Docking today was a bit of a challenge as the harbor master had assigned us to a dock that was too short for the length of the Veendam. To disembark the guests we had to use another exit from the ship and that meant docking with the nose out. However as the dock was only 90 meters long (while the Veendam is 220 meters) there was no place to put our bow lines ashore. Thus we had to use our anchors to keep the bow in position. Although not a complicated maneuver it was an elaborate one which required extra officers to handle the anchors, one for each anchor, and when going astern to the dock the officer aft had to keep me carefully advised of the decreasing distances, so I could stop the ship in time. The trick was to get the stern as far in as possible so that as much as possible of the ships side rested against the pier.
In the end we had the stern about 15 feet away from the end of the dock. We could not go any further as there was an electricity box on the dock side that would have blocked our exit door for the gangway. This sounds a bit strange but we come across these sorts of things all the time. A port will build a beautiful dock and then starts to decrease it usefulness by cluttering it up with all sorts of structures. Items that should have been recessed in the pier surface, or at least, moved away from the edge of the dock where the ships gangway will be positioned. Through the years I have had problems with bringing the ship into a perfect position because of lantern posts, fire hydrants, Telephone boxes, plant displays, bunker stations, gates and fences. It is getting better lately as port authorities discuss new projects more often with the cruise lines. Also in instances where the company builds their own docks (such as Carnival did in Grand Turk Island) the result is much better.

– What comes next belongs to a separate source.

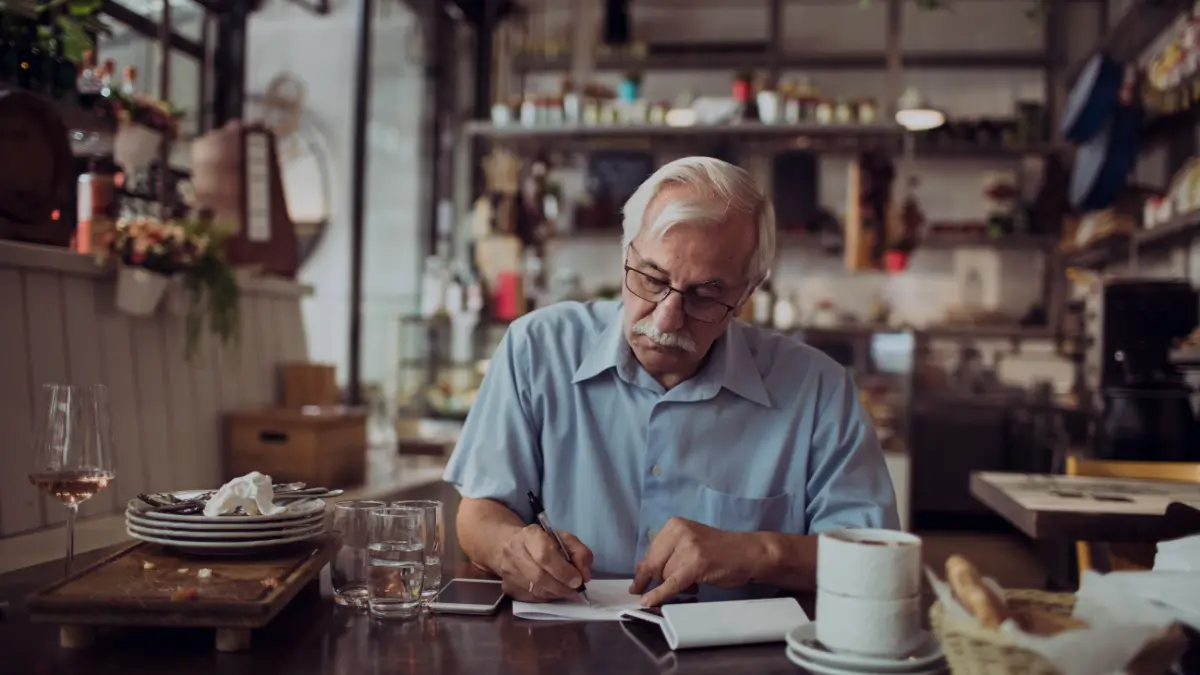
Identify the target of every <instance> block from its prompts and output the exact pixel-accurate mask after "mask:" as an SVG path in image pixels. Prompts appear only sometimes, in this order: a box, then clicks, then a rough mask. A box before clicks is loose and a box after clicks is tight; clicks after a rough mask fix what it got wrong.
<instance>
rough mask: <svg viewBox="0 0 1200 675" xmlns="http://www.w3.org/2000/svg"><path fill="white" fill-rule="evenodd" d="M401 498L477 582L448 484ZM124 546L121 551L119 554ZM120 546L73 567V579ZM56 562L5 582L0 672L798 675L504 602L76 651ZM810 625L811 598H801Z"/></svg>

It is always interesting to find out what the sea bottom is made up of. When the anchor is raised again, the part of the chain closest to the anchor and the anchor itself is often covered in mud or sand. It depends on the composition of the soil if it is easy to clean the anchor or not. A lot of people think that it is the anchor that holds the ship in position but that is for larger ships this is not really the case. The anchor is the “hook in” point for the chain. When the anchor is dropped, we go astern with the ship until the flukes of the anchor dig themselves into the seas bottom. Then we continue to pay out a certain amount of chain. Most of this chain rests on the sea bottom and the weight and friction of that resting chain keeps the ship from floating away. We have formulae and rules of thumb that we apply to decide how much anchor chain we will pay out to keep the ship safely “at anchor”.

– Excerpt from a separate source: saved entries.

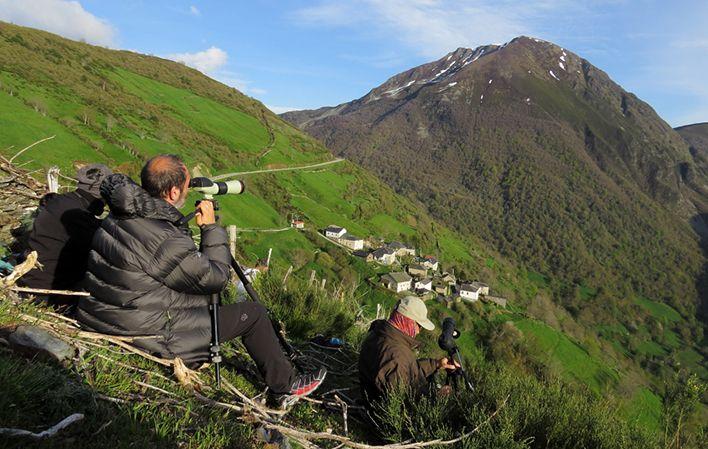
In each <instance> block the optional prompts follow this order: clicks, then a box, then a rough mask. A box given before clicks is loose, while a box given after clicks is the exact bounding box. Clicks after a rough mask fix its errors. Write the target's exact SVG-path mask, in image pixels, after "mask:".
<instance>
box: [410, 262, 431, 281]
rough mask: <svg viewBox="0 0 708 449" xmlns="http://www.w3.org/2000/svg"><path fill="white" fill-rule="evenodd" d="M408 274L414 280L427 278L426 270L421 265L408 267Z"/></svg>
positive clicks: (426, 272)
mask: <svg viewBox="0 0 708 449" xmlns="http://www.w3.org/2000/svg"><path fill="white" fill-rule="evenodd" d="M408 274H410V275H411V276H413V277H416V278H424V277H427V276H428V269H427V268H426V267H424V266H423V265H419V264H411V265H408Z"/></svg>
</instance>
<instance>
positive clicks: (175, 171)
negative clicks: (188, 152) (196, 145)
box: [140, 154, 189, 199]
mask: <svg viewBox="0 0 708 449" xmlns="http://www.w3.org/2000/svg"><path fill="white" fill-rule="evenodd" d="M188 180H189V172H188V171H187V167H186V166H185V165H184V162H182V160H181V159H180V158H179V157H178V156H176V155H174V154H160V155H159V156H155V157H153V158H152V159H150V160H149V161H147V162H146V163H145V166H144V167H143V169H142V171H141V172H140V182H141V183H142V186H143V189H145V190H147V192H148V193H149V194H150V195H151V196H154V197H158V198H163V199H169V198H170V195H171V194H172V193H173V190H174V189H178V190H179V191H180V192H183V194H184V195H186V191H187V185H186V184H187V181H188Z"/></svg>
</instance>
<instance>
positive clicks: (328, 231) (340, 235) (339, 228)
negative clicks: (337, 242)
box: [325, 225, 347, 240]
mask: <svg viewBox="0 0 708 449" xmlns="http://www.w3.org/2000/svg"><path fill="white" fill-rule="evenodd" d="M346 233H347V229H346V228H340V227H339V226H335V225H329V226H327V228H325V237H327V238H330V239H334V240H338V239H340V238H342V237H343V236H344V234H346Z"/></svg>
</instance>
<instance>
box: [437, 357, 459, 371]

The nautical chart tells us what the seabottom is supposed to be made up of. So you see letters such as G. Bk.Sh etc. in the chart. This translates into Gravel and Broken Shells. If you then pick up the anchor, it should come up clean as gravel and broken shells normally do not stick to the chain. If the anchor chain is dirty we have powerful water jets in the recess in the ships hull in which the anchor rests. In Ajaccio we anchored in gravel and thus the two anchors came home nice and clean.